As is well-known, deep learning models are inherently sensitive to data distribution due to their nature of self-supervised learning (Pan et al., 2023). However, dealing with incomplete instances is a common phenomenon when processing real-world datasets (Liu and Letchmunan, 2024). Typically, to ensure the completeness of data collection, methods such as fuzzy clustering, interpolation, multisensory information fusion, and similarity measurement are employed during data preprocessing to fill in missing data and improve the performance of machine learning (Choudhury and Pal, 2022; Liu, 2023, 2024). However, in some special fields, simulating missing data can become exceptionally cumbersome, or the supplemented missing data may differ significantly from real data. Therefore, the approach adopted in this paper is to fully leverage the value of the collected real data and deeply explore its data worth, avoiding the complexity of simulating missing data while ensuring the authenticity of the entire dataset and avoiding the use of synthetic data. Currently, there are two main methods for speech quality assessment. One is non-intrusive black-box models, such as Mean Opinion Score (MOS) (International Telecommunication Union, 1996), which are artificial fuzzy speech quality evaluation methods. According to the International Civil Aviation Organization (ICAO) English Language Proficiency Standard (ICAO Annex 1, Personnel Licensing), the MOS evaluation specification for ATC speech quality is shown in Table 1, which classifies the ATC speech quality into levels 1 to 5. Level 5 is the best quality. Although they can assess speech quality, they cannot deeply understand the internal logic of speech quality evaluation within the model. Another method is to use the Perceptual Evaluation of Speech Quality (PESQ) algorithm (International Telecommunication Union, 2001), but it requires standard pronunciation samples as references, making it difficult to deploy and unsuitable for complex and variable scenarios.

www.frontiersin.org

Table 1. The MOS evaluation specification for ATC speech quality (Levels 1–5, Level 5 is the best quality).

1.1 Background of the proposed ATC speech accent evaluation metric

The differences between ATC speech and everyday conversation speech lie in their rapid pace, unique pronunciation rules, complex noise background, and the phenomenon of multilingual switching and accents.

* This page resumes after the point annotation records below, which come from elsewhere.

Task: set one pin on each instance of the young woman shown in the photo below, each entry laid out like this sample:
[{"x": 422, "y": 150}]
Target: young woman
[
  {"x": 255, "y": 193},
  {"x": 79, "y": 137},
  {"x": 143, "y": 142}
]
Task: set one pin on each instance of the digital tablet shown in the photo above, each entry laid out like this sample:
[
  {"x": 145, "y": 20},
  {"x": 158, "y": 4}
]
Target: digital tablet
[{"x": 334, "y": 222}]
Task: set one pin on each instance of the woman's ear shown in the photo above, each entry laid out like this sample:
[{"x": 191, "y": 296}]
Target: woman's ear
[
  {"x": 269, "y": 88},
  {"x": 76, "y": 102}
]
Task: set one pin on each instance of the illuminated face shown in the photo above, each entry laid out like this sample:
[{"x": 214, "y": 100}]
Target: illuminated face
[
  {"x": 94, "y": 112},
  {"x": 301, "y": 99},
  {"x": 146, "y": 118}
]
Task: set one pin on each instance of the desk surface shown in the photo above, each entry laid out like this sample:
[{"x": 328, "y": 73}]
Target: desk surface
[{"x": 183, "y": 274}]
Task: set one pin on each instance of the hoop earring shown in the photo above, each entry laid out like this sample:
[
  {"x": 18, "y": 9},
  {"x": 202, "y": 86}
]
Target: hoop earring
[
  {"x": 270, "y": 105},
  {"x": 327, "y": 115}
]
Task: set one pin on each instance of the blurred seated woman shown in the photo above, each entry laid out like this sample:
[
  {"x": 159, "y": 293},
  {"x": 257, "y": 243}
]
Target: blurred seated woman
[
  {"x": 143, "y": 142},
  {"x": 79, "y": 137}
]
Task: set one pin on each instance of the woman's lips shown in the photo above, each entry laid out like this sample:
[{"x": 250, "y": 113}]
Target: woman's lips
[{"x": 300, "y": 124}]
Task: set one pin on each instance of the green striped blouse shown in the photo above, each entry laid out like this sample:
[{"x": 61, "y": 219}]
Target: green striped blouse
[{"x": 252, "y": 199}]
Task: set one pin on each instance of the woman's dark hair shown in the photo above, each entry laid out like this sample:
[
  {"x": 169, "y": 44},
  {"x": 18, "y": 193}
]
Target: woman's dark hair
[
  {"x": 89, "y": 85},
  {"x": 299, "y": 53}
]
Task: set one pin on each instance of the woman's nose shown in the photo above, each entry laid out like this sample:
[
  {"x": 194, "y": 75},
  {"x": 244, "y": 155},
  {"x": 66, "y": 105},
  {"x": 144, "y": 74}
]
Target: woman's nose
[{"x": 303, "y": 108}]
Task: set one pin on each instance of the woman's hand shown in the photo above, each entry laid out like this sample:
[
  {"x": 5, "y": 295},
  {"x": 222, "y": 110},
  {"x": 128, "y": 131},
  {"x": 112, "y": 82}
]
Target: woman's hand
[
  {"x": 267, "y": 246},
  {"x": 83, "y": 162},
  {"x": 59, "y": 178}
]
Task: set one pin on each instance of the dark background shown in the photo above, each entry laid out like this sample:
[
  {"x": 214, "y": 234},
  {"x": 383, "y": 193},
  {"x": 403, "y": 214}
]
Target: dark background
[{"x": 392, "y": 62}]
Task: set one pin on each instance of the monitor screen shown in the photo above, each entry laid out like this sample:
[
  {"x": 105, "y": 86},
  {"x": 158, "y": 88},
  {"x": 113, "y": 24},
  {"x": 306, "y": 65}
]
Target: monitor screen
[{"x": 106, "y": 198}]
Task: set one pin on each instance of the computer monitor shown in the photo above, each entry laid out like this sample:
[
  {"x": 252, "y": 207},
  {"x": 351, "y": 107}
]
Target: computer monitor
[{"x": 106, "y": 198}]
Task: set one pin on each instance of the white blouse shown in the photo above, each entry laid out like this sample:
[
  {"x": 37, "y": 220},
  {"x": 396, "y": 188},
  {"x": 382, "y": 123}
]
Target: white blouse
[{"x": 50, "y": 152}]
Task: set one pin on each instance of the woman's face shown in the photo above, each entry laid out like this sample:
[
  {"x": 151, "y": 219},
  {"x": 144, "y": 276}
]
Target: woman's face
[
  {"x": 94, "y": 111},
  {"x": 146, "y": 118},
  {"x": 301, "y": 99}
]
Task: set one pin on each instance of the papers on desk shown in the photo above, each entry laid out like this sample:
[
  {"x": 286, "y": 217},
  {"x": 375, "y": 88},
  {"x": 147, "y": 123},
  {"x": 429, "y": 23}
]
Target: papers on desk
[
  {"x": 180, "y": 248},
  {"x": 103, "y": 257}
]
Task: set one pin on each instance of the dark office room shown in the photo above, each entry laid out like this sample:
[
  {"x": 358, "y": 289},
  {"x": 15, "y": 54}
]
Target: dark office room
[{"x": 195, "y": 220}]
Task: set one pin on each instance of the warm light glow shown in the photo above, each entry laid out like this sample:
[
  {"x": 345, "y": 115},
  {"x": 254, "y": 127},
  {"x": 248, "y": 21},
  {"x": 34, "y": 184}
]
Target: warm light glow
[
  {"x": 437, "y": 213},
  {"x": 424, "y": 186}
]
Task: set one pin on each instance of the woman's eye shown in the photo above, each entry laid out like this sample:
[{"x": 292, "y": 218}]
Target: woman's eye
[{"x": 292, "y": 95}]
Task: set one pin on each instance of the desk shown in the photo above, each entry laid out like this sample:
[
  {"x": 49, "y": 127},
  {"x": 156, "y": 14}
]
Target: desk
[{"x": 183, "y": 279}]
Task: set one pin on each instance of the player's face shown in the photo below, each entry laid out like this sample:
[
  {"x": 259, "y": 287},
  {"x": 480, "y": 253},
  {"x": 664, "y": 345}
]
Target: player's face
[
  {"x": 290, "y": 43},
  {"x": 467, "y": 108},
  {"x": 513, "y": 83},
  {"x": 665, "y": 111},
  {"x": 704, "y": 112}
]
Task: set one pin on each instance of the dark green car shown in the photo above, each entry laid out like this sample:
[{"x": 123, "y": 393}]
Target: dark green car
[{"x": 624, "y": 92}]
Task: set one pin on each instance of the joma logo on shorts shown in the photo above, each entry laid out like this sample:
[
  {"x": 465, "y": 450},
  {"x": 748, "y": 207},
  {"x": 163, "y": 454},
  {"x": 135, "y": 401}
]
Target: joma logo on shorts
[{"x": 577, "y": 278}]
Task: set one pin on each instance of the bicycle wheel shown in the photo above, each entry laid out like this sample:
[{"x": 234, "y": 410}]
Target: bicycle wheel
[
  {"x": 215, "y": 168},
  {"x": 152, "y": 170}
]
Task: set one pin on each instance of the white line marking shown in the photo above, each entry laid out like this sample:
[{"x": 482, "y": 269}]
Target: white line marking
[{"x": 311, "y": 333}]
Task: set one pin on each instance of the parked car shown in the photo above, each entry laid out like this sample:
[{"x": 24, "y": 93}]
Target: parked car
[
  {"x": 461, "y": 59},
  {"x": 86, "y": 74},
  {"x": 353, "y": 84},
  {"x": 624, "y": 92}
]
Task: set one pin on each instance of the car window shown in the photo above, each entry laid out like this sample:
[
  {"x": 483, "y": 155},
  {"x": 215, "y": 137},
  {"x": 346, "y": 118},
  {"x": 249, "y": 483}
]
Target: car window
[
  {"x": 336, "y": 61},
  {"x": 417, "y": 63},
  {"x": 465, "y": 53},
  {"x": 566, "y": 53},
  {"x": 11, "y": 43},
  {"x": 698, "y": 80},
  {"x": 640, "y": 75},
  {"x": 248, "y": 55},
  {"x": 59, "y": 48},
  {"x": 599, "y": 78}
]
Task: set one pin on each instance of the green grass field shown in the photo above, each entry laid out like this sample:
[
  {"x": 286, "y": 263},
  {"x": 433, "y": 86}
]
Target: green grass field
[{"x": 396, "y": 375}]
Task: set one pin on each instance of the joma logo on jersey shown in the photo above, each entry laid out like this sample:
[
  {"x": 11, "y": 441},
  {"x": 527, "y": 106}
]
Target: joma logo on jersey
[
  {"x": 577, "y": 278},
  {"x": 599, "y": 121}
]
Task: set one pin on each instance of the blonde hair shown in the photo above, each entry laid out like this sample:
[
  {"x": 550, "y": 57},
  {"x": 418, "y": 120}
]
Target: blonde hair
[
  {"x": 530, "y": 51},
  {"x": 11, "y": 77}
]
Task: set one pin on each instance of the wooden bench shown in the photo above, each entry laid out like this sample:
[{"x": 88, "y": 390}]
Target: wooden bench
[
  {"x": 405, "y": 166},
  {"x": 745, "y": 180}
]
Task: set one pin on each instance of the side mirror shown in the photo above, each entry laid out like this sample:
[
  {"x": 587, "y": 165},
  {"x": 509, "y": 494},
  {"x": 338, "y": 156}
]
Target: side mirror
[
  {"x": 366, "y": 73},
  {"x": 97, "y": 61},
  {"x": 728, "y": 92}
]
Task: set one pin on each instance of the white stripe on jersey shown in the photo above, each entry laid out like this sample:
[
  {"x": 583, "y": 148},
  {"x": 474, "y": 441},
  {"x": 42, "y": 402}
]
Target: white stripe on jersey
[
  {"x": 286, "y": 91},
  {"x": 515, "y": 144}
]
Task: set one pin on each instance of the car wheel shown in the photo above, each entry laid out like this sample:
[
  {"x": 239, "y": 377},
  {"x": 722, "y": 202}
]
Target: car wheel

In the actual air traffic control communication process, although the ICAO in the “Manual on the Implementation of ICAO Language Proficiency Requirements” (International Civil Aviation Organization, 2009) stipulates that civil aviation frontline workers must have a language proficiency of at least level four. That is, they must maintain a standard pronunciation while working, which does not affect the understanding of semantic content. However, everyone has an accent, and the reason for the accent is shown in Figure 1, which is only avoided in the frontline work of civil aviation, so the degree of accent is slightly weak, called “micro-accent phenomenon”.

www.frontiersin.org

Figure 1. Causes of the micro-accent phenomenon.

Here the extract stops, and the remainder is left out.